Another Precious Week: Back on Track – Record Breakers

Gold, Silver, Platinum, and Palladium Weekly Recap

So the price of gold has broken the $1,400 mark, whatever.  The biggest news is that we shrug off records such as these being broken.

The pundits are saying that this is a “flight to safety”, to which we say that’s so last week.  Literally last week.  If you’re memory was at the top end of the gold fish scale (and we’re talking about market pundits here) you’d remember that the flight to safety was last week when all the other metals were going down but gold was up.

Now gold is up less than the other metals, and we know what that means.  Inflation, baby.  Sure enough, oil is up as well.  In fact gold really didn’t show much form until Friday, and that was only because of Chinese figures.

Precious Metals Prices
Fri PM Fix Weekly Change
Gold $1,403.50 +48.50 (+3.58%)
Silver $28.74 +2.12 (+7.96%)
Platinum $1,718.00 +79.00 (+4.82%)
Palladium $758.00 +88.00 (+13.13%)

This inflation hedging should be slightly puzzling, after all the Quantitative Easing announcements were a few weeks ago and the bank rescues in Europe may have been mildly inflationary, but they are also a reminder that the whole thing could go down in a deflationary spiral that will hit precious metals.

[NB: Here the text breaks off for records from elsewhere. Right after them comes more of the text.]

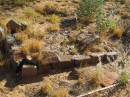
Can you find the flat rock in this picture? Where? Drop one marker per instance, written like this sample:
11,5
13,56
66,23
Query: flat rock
109,78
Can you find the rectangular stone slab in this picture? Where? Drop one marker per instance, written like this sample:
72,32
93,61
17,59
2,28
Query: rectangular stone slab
29,71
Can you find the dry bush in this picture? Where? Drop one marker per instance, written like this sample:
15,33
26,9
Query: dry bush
61,92
21,2
47,87
118,31
21,36
31,46
51,7
54,19
30,13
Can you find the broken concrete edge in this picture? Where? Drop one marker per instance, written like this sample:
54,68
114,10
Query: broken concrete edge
66,62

That’s because we’re looking at the west.  As we’ve been arguing for some time the consumer demand in the east is where the action is.  And the Chinese are very worried about inflation.  China has released figures that have shocked the markets showing that the demand for gold is five times what it was last year.  This is about a third of the total consumer gold demand. The Chinese are scared stiff of inflation, which is going out of control, particularly with a weak currency due to the dollar link.

Precious metals are the answer, and China has historically been particularly fond of silver rather than gold.

Governments are also actively buying, particularly Russia which has overtaken Japan to become the eighth biggest Central Bank holding gold.  And they got the World Cup soccer competition.  Lucky Russia.

In the silver market the talk is about market manipulation and short positions, with some people speculating that the traders who took out the massive short positions need to cover their positions and actually buy silver.  Well perhaps.

Palladium and platinum have also proved to be very tight markets, with palladium getting to its highest price since April 2001.  Palladium in particular has a very narrow supply base, with much of the mines being in Russia.